Tuesday, October 20, 2009

Nanny's White Bread

First thing we did once they arrived was to put Nanny to work baking bread. This isn't the first time I've tried getting the recipe from her. When someone has done something for 50 plus years it becomes an involuntary movement. It's difficult to slow them down enough to understand what they're doing. So this time I decided to document it with photos for further analysis.

She says the first thing you HAVE to do is put on your apron and tie your hair up in a scarf, a handkerchief or a pair of panties, whatever you have handy. I opted for a scarf. People think I'm weird enough with chickens living on my back porch. Can you imagine if they stopped by and I had panties on my head?

Then I noticed she put about a cup of warm water in a bowl. Just warm enough as if you were going to feed a baby. To that she added a spoon full of sugar and a package of yeast.

After that she pulled out a giant bowl and poured in a 5lb bag of flour and a hand full of salt. This is where things get hairy for me. I'm one of those people who like real measurements. So I made her measure it in a real, bonafide measuring spoon and it turned out to be about a teaspoon. She also threw in two hand fulls of sugar (about two teaspoons.)
Then she whacked up a half a stick of butter and tossed it in with the yeast mixture.
She started mushing all that up in her hands and started adding water to it. Somewhere around 5 cups of water. Just enough for it to be doughy but not too gooey. There's a fine balance.
Then she pressed start on the bread machine. Er, well that's what I would do. She proceeded to kneed it by hand just like a machine. She's definitely done this before.
You might need to add more flour. The dough texture needs to be like satin.

After that she wrapped the whole bowl up in a blanket and set it aside to rise for about 1 1/2 hours. She punched it down then let it rise again for an hour.

After the second rise she tore out small sections of dough and rolled them into balls. Three balls to a pan. I asked her why she made them into balls instead of one long loaf. She said because that's just the way it's always been done. Okey, dokey then.

One more rise in the buttered pan for about an hour. She made two loaves in a loaf style to satisfy my curiosity.

Turns out she does it because it makes the loaf taller after being baked in the over at 350 for about 45 minutes.

And there you have it. Fifty years of bread baking experience in a nutshell.

I'd highly recommend you serve this toasted with jam.

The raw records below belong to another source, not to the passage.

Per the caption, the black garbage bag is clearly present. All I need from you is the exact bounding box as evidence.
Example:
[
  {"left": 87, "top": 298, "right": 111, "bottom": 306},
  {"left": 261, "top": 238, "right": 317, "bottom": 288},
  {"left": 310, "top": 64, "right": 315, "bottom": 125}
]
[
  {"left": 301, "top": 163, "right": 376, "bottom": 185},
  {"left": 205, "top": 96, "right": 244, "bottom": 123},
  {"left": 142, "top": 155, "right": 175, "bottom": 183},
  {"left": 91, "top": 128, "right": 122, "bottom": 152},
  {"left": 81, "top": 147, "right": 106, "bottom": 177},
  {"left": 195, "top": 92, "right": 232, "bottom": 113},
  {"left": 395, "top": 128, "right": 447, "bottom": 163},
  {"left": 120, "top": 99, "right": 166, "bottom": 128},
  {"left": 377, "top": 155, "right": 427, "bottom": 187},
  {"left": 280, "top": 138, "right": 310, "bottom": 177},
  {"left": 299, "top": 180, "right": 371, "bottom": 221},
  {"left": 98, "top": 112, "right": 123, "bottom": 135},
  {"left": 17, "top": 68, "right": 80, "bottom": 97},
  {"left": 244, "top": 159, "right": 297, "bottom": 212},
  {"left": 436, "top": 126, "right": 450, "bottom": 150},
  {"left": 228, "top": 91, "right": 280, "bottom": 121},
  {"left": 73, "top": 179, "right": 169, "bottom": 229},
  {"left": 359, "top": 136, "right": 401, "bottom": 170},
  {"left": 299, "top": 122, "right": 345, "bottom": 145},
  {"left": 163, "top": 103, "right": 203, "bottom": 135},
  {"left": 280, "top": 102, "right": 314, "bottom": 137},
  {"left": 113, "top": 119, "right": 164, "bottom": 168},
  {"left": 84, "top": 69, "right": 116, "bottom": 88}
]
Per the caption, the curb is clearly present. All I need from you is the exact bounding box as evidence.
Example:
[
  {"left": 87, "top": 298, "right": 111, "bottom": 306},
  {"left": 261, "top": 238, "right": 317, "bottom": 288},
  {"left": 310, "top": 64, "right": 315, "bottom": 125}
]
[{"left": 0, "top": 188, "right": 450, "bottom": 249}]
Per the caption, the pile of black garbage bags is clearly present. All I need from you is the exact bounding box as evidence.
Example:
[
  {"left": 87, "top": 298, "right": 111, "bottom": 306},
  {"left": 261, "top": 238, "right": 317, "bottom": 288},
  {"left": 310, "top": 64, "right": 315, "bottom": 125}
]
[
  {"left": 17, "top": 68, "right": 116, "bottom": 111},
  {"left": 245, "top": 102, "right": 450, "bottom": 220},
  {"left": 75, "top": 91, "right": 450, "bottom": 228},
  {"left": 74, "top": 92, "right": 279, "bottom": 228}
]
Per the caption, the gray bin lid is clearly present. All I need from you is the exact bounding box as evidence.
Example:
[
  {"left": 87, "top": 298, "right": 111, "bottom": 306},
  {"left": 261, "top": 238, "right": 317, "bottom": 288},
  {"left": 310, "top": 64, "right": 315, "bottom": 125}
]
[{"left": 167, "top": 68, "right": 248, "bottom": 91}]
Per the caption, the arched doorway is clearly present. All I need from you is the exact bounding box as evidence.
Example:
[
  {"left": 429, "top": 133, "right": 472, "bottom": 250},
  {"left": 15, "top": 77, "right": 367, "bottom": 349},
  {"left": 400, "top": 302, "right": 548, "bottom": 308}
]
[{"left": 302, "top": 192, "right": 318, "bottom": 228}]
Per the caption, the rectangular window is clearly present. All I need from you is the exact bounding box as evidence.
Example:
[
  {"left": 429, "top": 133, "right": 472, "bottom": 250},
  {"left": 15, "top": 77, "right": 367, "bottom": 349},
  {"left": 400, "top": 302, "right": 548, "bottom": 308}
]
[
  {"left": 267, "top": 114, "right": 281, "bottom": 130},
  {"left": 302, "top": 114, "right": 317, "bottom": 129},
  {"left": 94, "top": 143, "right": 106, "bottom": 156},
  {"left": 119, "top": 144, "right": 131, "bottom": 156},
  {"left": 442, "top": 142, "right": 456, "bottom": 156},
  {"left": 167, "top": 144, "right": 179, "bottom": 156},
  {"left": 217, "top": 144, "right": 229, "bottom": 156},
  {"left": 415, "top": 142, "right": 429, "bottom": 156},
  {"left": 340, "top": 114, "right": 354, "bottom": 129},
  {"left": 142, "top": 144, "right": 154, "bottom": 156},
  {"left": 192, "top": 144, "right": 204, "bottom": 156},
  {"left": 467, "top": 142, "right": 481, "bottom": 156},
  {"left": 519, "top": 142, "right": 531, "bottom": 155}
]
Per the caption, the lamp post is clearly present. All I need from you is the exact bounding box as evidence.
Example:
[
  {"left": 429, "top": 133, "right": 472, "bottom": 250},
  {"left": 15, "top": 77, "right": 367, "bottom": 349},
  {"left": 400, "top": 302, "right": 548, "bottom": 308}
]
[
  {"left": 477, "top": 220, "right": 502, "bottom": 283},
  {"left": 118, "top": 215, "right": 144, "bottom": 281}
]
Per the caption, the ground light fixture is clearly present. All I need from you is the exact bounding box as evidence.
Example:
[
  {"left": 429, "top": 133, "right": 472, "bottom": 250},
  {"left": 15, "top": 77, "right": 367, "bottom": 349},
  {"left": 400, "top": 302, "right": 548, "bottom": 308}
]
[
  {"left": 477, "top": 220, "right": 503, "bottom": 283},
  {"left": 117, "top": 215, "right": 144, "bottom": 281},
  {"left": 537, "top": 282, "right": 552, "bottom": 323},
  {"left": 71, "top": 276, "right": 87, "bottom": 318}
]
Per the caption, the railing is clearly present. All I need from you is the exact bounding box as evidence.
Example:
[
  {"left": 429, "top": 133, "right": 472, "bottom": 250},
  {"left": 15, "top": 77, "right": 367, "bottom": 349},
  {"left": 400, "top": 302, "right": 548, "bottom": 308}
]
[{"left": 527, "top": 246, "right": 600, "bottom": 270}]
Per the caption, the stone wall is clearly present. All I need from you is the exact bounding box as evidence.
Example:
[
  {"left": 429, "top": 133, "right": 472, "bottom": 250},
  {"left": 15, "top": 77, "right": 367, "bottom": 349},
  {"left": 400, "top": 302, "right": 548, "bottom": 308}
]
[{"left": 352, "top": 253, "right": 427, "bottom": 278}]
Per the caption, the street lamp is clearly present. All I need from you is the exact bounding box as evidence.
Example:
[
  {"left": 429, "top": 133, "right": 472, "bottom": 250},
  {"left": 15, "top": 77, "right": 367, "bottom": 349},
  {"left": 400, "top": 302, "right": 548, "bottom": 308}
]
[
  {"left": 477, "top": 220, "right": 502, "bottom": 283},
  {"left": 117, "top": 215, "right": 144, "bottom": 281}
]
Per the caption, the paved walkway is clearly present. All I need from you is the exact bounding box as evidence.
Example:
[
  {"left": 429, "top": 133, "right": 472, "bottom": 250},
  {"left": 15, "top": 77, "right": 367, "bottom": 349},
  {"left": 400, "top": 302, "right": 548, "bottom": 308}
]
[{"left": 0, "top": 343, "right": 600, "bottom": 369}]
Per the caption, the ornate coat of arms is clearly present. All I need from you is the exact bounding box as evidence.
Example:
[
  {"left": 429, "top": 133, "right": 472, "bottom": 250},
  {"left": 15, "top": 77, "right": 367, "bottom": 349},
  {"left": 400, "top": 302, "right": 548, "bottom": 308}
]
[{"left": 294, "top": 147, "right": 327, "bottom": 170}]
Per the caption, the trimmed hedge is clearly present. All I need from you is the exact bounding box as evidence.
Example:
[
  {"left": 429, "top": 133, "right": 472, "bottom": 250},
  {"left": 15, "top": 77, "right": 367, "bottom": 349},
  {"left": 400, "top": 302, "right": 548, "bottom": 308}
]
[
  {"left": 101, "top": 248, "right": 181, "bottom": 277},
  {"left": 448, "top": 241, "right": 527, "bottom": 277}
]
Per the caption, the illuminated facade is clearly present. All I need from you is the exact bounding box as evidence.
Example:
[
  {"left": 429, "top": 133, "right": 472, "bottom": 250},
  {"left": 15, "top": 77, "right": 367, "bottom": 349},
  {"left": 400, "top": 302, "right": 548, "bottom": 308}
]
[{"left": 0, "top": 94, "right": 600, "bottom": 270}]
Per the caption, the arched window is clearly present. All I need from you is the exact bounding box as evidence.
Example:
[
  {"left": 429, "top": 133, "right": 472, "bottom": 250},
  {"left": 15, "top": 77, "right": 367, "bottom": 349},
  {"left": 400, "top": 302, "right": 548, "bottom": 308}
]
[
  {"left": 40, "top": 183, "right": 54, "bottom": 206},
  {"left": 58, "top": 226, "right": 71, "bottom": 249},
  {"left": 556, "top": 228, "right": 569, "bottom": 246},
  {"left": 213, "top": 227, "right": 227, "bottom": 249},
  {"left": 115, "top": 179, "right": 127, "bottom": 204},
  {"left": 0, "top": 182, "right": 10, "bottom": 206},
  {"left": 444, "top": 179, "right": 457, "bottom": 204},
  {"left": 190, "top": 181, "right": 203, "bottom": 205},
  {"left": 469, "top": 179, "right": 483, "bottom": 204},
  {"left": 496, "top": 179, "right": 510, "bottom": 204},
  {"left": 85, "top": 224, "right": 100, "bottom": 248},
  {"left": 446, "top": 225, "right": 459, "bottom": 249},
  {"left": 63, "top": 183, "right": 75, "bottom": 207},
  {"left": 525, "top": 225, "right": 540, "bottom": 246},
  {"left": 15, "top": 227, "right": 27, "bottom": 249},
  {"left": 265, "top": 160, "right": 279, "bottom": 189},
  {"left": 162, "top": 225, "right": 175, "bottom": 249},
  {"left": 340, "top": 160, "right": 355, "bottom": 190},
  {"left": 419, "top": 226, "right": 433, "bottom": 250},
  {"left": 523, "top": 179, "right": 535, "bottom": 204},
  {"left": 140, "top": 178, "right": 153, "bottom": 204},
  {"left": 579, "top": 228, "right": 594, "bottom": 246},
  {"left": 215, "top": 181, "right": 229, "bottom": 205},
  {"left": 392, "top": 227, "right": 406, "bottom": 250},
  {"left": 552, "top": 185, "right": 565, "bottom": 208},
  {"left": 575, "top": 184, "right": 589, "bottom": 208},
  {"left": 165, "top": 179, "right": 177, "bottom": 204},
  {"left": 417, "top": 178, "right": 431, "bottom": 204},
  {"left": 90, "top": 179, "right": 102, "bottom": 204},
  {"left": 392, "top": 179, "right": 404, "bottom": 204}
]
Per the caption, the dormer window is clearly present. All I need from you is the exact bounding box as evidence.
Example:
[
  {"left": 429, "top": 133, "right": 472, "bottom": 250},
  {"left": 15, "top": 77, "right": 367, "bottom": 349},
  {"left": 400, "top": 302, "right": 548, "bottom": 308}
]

Mmmm. Mmmmm. Good.

6 comments:

Milah said...

Thanks for sharing. I will give it a try!

Katidids said...

Oh ho ho! I'm droolin on my keyboard! I can smell it! Pass the blackberry jam please!

Julie-Ann said...

Oh - just like my Mom use to make only she would make 2 loafs at a time. And, being the most wonderful Mom in the world, she would just happen to pull it out of the over around the time I arrived home from school. Ahh - the smell when I walked into the house. I loved it warm, right out of the oven with butter. The crunch when biting into the warm crust, the butter melting - it is like biting into heaven.

Thanks for jogging a great memory of my Mom for me! Her chocolate chip cookies would knock your socks off!

Renee said...

I have to make bread soon. That looks sooooooooooo good.

thecrazysheeplady said...

Well done - great post - still not brave enough to try it on my own. Would you rent her out? ;-)

Karen Anne said...

I'm late to this post, but that sure looks like a lot more than a teaspoon of salt?